The anti-graft agency had on Wednesday filed four charges against the Okes before the Federal High Court in Lagos.
They were scheduled to be arraigned on Friday before Justice C.J. Aneke in connection with the sums of $43,449,947; £27,800 and N23,218,000 (totalling N13bn) recovered by the EFCC from Flat 7B Osborne Towers, Ikoyi, Lagos. The money was linked to them.
On Friday, however, the EFCC failed to produce them in court.
The EFCC prosecutor, Rotimi Oyedepo, who came to court without the defendants, asked the court registrars to reschedule the arraignment till Wednesday, February 6.
There had been online reports suggesting that Oke and his wife might have left the country.
When contacted on phone, the spokesman for the EFCC, Tony Orilade, said he was on his way to the office and would get back to our correspondent on the situation of things.
Orilade, however, noted that as of Wednesday, the EFCC had not been able to get the Okes.
The charges against the Okes and the sacked Secretary to the Government of the Federation, Babachir Lawal, filed in Abuja last week, were believed to have come as President Muhammadu Buhari administration’s response to allegation of selectivity in its anti-graft war.
Although a presidential probe panel headed by Vice-President Yemi Osinbajo had since 2017 indicted Lawal and the Okes in its report, the Federal Government failed to act on the report until last week when the defendants were charged to court.
The charges came only days after a civil society organisation, Human and Environmental Development Agenda Resource Centre, wrote the Attorney-General of the Federation, demanding that Lawal and the Okes be speedily prosecuted in the manner the Federal Government was treating the case of the suspended Chief Justice of Nigeria, Justice Walter Onnoghen, who was charged with non-declaration of assets.

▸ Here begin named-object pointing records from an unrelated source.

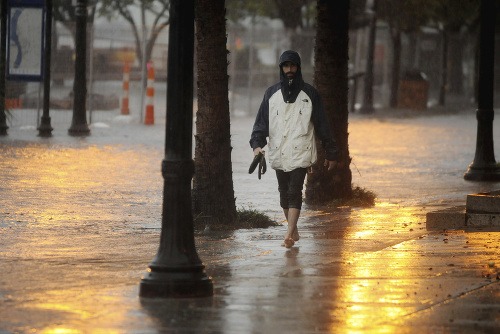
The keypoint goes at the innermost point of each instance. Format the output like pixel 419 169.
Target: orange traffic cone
pixel 126 79
pixel 150 94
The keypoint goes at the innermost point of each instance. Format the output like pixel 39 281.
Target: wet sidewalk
pixel 80 222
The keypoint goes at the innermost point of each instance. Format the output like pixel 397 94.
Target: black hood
pixel 290 91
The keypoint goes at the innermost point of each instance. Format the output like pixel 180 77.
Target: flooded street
pixel 80 221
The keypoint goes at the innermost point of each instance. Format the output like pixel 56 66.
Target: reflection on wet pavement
pixel 79 223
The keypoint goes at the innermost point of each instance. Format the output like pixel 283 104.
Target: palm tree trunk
pixel 396 67
pixel 213 192
pixel 331 61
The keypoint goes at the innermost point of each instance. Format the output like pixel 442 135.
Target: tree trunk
pixel 331 61
pixel 396 67
pixel 456 78
pixel 213 192
pixel 444 70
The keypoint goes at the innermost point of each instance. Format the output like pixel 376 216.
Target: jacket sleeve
pixel 322 129
pixel 260 129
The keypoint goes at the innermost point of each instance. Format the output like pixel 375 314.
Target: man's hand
pixel 257 151
pixel 330 164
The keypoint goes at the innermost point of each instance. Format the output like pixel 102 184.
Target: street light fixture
pixel 484 166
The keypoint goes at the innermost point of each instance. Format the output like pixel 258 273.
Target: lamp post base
pixel 486 173
pixel 194 284
pixel 79 130
pixel 45 129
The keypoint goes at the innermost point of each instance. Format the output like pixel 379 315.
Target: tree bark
pixel 331 61
pixel 213 192
pixel 396 66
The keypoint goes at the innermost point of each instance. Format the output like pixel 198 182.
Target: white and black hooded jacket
pixel 291 115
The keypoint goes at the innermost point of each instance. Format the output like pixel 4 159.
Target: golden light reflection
pixel 67 197
pixel 384 278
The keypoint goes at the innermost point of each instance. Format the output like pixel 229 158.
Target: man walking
pixel 291 115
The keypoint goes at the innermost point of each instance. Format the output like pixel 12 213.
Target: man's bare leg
pixel 292 235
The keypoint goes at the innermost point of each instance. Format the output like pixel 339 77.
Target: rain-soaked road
pixel 80 221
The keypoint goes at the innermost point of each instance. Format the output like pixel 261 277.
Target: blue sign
pixel 26 24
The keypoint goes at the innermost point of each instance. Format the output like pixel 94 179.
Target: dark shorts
pixel 290 187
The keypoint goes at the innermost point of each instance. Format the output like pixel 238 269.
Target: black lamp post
pixel 367 106
pixel 484 166
pixel 3 65
pixel 177 271
pixel 79 125
pixel 45 129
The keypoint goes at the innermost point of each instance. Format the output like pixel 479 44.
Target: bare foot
pixel 288 243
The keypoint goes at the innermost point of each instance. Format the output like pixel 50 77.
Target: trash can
pixel 413 90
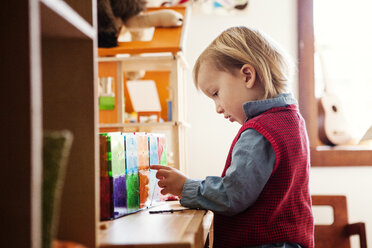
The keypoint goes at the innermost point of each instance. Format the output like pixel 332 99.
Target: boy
pixel 262 198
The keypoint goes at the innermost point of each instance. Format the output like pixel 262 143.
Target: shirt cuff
pixel 190 193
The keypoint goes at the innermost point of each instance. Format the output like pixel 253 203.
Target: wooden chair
pixel 338 233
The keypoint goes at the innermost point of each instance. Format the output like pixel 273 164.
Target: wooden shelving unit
pixel 320 155
pixel 48 61
pixel 163 54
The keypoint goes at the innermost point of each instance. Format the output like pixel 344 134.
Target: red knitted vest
pixel 282 212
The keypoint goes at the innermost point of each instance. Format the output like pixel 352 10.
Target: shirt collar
pixel 255 108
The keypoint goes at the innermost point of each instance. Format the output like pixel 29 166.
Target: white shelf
pixel 149 124
pixel 59 20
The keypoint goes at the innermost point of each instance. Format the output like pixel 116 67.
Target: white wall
pixel 210 135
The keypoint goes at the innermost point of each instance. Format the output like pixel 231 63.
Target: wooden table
pixel 187 228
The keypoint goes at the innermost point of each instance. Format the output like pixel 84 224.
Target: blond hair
pixel 237 46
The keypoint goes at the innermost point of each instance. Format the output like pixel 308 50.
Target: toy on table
pixel 127 184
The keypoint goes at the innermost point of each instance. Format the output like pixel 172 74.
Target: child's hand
pixel 170 179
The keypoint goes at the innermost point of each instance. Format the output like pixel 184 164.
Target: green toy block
pixel 106 102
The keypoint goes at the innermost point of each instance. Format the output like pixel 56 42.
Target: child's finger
pixel 159 167
pixel 161 174
pixel 164 191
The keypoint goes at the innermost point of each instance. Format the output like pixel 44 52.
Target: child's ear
pixel 249 75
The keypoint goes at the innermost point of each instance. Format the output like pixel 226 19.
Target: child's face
pixel 228 90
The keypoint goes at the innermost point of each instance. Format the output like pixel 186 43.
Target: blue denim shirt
pixel 252 163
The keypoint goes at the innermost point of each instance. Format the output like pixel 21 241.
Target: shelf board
pixel 164 40
pixel 150 124
pixel 324 156
pixel 59 20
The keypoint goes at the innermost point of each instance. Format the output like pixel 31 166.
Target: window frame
pixel 321 155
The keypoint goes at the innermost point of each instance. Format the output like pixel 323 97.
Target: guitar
pixel 333 128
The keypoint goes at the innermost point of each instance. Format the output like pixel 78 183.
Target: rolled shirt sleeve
pixel 253 160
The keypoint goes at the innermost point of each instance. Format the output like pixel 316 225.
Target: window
pixel 335 51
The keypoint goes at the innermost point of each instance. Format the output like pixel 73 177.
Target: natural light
pixel 343 58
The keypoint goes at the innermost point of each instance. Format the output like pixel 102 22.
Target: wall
pixel 207 147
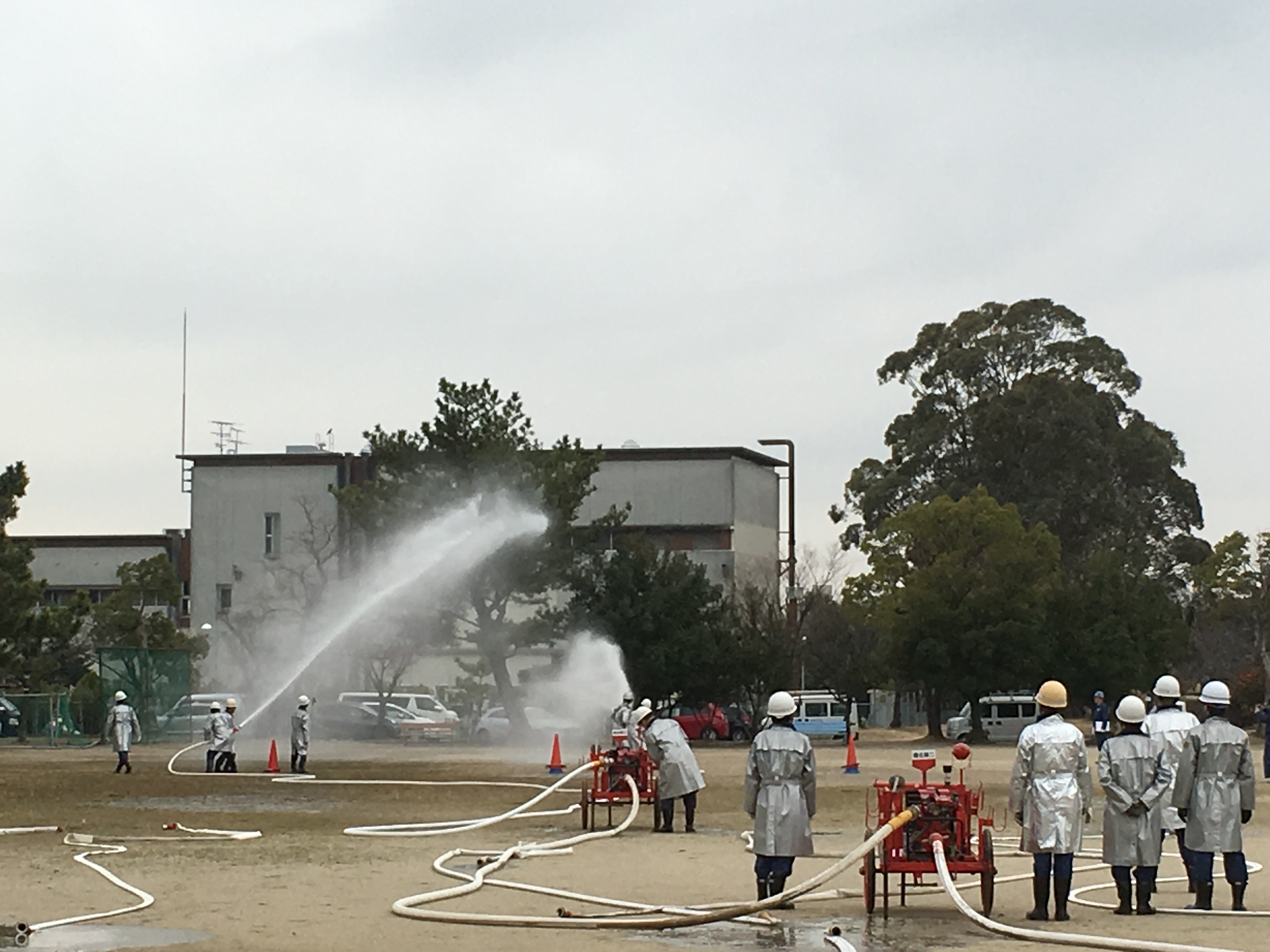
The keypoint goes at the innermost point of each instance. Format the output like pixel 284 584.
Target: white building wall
pixel 228 509
pixel 89 567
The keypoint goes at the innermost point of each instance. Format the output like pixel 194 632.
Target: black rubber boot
pixel 1124 892
pixel 1238 897
pixel 1041 899
pixel 1145 890
pixel 1203 897
pixel 778 888
pixel 1062 887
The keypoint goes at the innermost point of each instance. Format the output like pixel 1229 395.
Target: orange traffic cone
pixel 272 767
pixel 557 765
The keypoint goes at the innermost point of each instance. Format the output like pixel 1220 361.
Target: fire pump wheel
pixel 870 880
pixel 987 879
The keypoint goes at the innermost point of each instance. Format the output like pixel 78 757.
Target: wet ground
pixel 100 938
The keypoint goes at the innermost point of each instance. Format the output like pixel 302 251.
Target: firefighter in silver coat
pixel 678 772
pixel 1215 795
pixel 780 795
pixel 1169 725
pixel 300 735
pixel 1051 791
pixel 124 728
pixel 1135 777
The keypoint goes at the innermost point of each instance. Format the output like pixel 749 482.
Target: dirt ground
pixel 305 885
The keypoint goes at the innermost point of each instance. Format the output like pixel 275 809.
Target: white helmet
pixel 1216 694
pixel 781 705
pixel 1131 710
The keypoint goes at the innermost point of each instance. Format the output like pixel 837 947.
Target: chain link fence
pixel 157 682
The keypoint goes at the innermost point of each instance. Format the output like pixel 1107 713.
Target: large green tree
pixel 1021 400
pixel 963 591
pixel 482 441
pixel 673 625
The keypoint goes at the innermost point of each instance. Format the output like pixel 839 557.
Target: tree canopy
pixel 482 441
pixel 962 588
pixel 1021 400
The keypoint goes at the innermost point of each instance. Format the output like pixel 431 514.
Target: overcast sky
pixel 679 224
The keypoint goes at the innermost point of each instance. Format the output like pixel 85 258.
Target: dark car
pixel 346 722
pixel 9 718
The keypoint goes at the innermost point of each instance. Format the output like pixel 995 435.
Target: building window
pixel 271 535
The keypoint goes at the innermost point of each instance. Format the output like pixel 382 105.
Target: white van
pixel 1005 717
pixel 822 715
pixel 425 706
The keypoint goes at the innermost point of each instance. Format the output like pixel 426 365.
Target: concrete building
pixel 719 506
pixel 258 522
pixel 70 564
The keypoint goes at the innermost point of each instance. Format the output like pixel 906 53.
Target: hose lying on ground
pixel 1056 938
pixel 102 848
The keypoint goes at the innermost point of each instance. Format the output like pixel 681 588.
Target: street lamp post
pixel 792 588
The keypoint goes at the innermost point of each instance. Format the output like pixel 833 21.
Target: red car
pixel 707 723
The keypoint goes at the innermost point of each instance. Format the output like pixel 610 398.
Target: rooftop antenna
pixel 185 364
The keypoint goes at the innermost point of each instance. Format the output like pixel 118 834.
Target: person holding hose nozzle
pixel 679 775
pixel 780 796
pixel 124 728
pixel 1169 725
pixel 1050 795
pixel 1135 776
pixel 228 760
pixel 211 733
pixel 1215 794
pixel 300 735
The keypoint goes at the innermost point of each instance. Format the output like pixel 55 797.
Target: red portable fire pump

In the charge sheet marked FHC/L/499/19 filed against them, the EFCC alleged that Oke and Folashade “indirectly concealed the sum of $43,449, 947, property of the Federal Government of Nigeria in Flat 7B, No. 16 Osborne Road, Osborne Towers, Ikoyi, Lagos, which sum you reasonably ought to have known formed parts of proceeds of an unlawful act, to wit: criminal breach of trust.”
The Okes were alleged to have committed the crime on April 12, 2017, contrary to Section 15(2)(a) of the Money Laundering (Prohibition) Amendment Act 2012.
In the second count, they were alleged to have between August 27, 2015 and September 2015 “indirectly used $1,658,000,” belonging to the Federal Government, contrary to the law.